The consent form, said The Times, had been approved by all of the participating universities.
Consent forms generally cover every possible adverse event because the institutions conducting research are careful not to expose themselves to legal liability. But as Dr. Arthur Caplan told The Times, parents often rely more on what doctors say in deciding whether to participate than on the fine print of a consent form. Caplan is the medical ethicist at New York University Langone Medical Center.
Treating extremely premature infants has always been challenging. Administering oxygen is indicated because preemies’ lungs are underdeveloped and they struggle for air. But the higher oxygen levels that were thought to improve their odds of survival led to many cases of blindness. So doctors usually make treatment decisions based on each individual, often in consultation with parents, and nothing having to do with such tiny babies is without risk.
The researchers said their approach also was flexible and that the infants in the study weren’t necessarily confined to rigid bands of oxygen levels. But because they wanted to determine the effects of two different levels, they tried to keep half the subjects in the low zone and half in the high zone. Also, they said a similar group of infants born around the same time in the same hospitals who did not participate in the study, but were eligible, died at higher rates than those in the low-oxygen group..
Still, assuming risk is not a unilateral decision to be made by practitioners. It’s unconscionable that parents were deprived of knowing all the concerns in their childrens’ participation in this study.
Some readers of The Times’ story, however, had a more nuanced appreciation of the ethical breach.
“Death or blindness is a terrible choice,” said one. “The retrospective finding that similar patients (in the same hospital at the same time) who did not participate in the study suffered more deaths and blindness illustrates the dire nature of the patients' condition and the extra care bestowed on them by the researchers. Also that oxygen delivery to the infants was appropriately adjusted by the researchers—evidence that their clinical care was not adversely affected in any way by the research. Nevertheless, the federal agency is right that the parents should have been given all the available information before they signed the consent.”

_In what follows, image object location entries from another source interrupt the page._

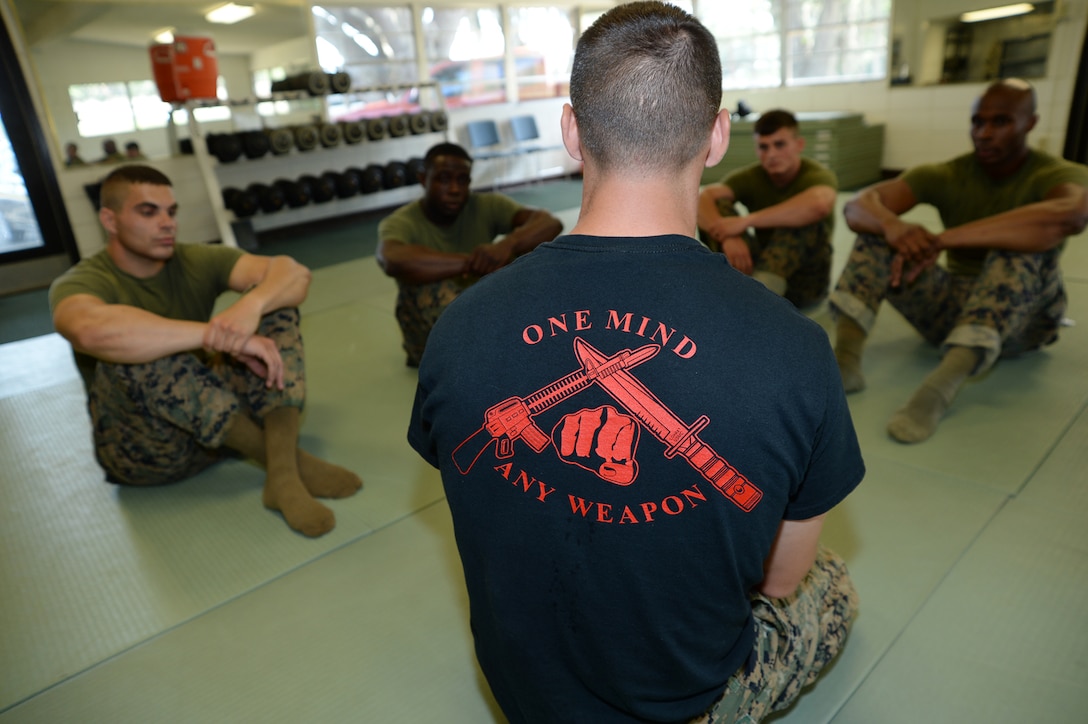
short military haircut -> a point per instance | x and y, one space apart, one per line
1015 87
774 121
444 149
645 87
115 185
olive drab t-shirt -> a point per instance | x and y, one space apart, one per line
962 193
617 464
484 217
186 287
753 187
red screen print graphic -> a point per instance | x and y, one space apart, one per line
511 419
680 439
602 441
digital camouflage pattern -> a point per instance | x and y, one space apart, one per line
165 420
795 638
418 307
1015 304
802 256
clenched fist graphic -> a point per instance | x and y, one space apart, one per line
602 441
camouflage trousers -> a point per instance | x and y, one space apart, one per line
164 420
795 638
1015 304
802 256
418 307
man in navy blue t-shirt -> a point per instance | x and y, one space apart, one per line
638 486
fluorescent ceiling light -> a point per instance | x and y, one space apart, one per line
994 13
230 13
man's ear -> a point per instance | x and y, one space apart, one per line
108 219
719 138
571 139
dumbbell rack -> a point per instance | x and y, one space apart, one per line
217 176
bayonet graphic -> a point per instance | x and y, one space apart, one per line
678 437
511 419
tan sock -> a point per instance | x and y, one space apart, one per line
917 420
275 446
849 342
324 479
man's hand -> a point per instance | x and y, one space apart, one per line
262 357
912 241
739 255
724 228
916 249
487 258
230 330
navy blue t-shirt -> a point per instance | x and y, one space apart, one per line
621 425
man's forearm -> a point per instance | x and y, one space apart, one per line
416 265
1027 230
806 208
539 228
867 215
121 333
285 284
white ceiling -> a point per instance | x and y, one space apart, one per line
135 22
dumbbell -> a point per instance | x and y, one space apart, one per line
346 183
306 137
314 83
294 193
370 179
440 121
269 198
394 175
416 169
378 129
329 134
398 125
353 132
420 122
280 140
340 82
243 204
321 189
255 144
224 146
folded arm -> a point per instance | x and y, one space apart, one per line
805 208
531 229
791 557
418 265
267 283
1028 229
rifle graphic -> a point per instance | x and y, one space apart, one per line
511 419
678 438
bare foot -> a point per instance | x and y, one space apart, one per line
324 479
299 510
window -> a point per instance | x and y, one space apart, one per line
543 40
749 40
376 47
104 109
101 109
774 43
837 40
465 51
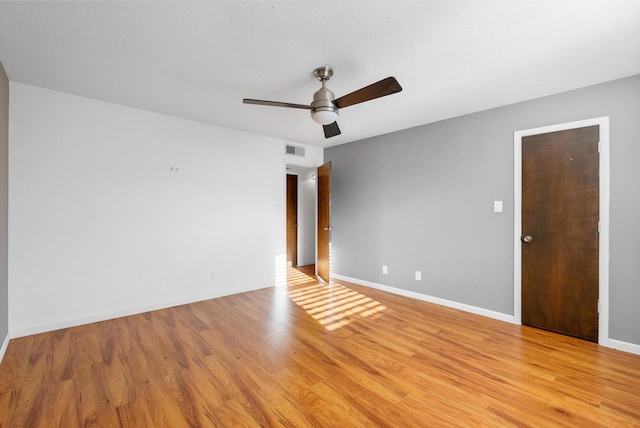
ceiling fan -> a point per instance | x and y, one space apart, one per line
324 107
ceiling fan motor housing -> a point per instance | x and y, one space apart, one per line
323 110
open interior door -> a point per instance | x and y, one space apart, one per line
323 262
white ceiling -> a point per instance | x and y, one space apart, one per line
197 60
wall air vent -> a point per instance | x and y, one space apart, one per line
294 150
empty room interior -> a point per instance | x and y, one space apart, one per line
291 213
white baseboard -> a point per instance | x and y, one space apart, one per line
5 345
123 313
624 346
424 297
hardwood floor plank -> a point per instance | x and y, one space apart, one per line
314 355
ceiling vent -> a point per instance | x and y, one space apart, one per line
294 150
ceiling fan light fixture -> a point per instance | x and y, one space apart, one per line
324 115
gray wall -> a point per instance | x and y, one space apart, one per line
4 144
422 199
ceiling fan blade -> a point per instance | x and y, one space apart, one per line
331 130
379 89
275 104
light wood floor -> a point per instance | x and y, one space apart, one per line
314 355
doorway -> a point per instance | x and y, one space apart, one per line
534 302
301 239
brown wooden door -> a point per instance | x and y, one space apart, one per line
324 222
292 220
560 211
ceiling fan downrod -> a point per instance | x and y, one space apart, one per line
323 109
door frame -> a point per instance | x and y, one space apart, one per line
604 193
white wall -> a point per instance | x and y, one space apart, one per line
100 227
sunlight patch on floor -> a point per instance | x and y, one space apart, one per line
333 306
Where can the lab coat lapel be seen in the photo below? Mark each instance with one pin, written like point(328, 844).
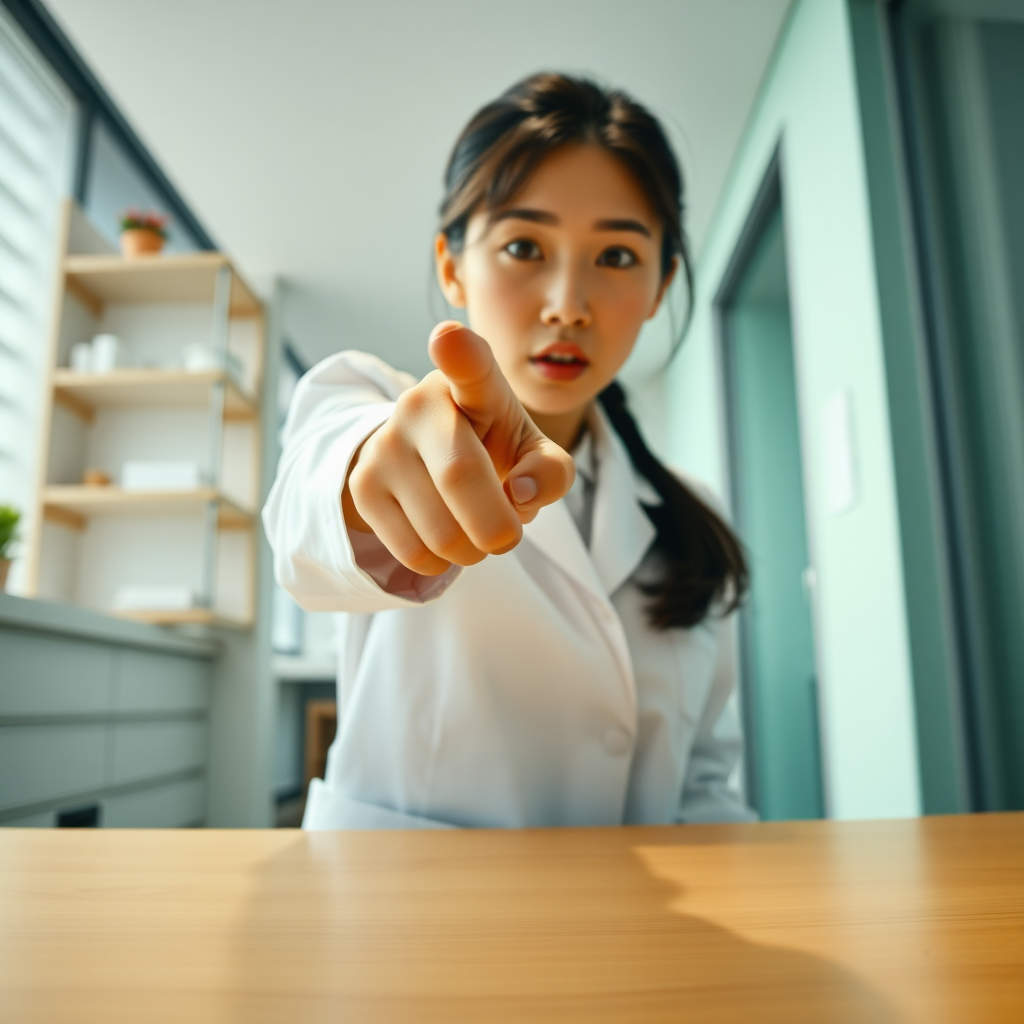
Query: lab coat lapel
point(621, 534)
point(554, 532)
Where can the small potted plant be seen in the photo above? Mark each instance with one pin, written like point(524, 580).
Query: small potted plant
point(8, 538)
point(142, 232)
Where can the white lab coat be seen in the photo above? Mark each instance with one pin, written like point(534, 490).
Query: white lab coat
point(526, 690)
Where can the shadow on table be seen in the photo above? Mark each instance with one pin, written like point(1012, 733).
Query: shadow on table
point(507, 927)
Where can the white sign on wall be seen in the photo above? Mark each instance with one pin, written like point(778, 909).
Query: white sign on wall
point(840, 455)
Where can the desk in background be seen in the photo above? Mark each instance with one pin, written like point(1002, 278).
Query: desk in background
point(814, 922)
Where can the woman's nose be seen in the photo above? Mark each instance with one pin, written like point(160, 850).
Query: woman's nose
point(566, 303)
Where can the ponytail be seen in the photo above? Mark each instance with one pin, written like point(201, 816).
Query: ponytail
point(706, 565)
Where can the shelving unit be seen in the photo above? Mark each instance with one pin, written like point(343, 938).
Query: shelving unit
point(88, 541)
point(131, 388)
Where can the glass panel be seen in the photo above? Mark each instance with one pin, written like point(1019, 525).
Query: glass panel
point(967, 129)
point(779, 683)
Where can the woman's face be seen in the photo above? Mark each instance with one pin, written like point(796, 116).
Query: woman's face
point(560, 281)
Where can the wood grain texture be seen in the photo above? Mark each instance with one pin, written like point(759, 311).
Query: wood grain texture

Another, who identified herself as a health researcher who has written consent forms, said “This is an explanation of how research ethics works, I am not making a judgment about whether the concept of this study was right or wrong.
“Many readers are expressing anger that parents were not informed in the consent form about the risk of death and blindness with oxygen treatment. These are extremely preterm babies, who without treatment would likely die and even with treatment, may die or face a lifetime of complications. If oxygen treatment is standard of care, then any competent physician treating this baby would tell the parents about the risk of death and blindness before starting the treatment. The key question here is whether participating in the study increased these risks. If the risk of blindness and death with oxygen treatment for babies in the study is the same as babies receiving oxygen treatment and not in the study, then there would be no requirement to mention those risks again in the consent form. If there was increased risk of these outcomes due to participating in the study, then the consent form would be required to mention it. Researchers are not obligated to mention the risks of a procedure that the person has already made a decision to participate in. It is the responsibility of the consulting physician and the hospital to make sure the parents are informed of the risks of that procedure before agreeing to undergo it.”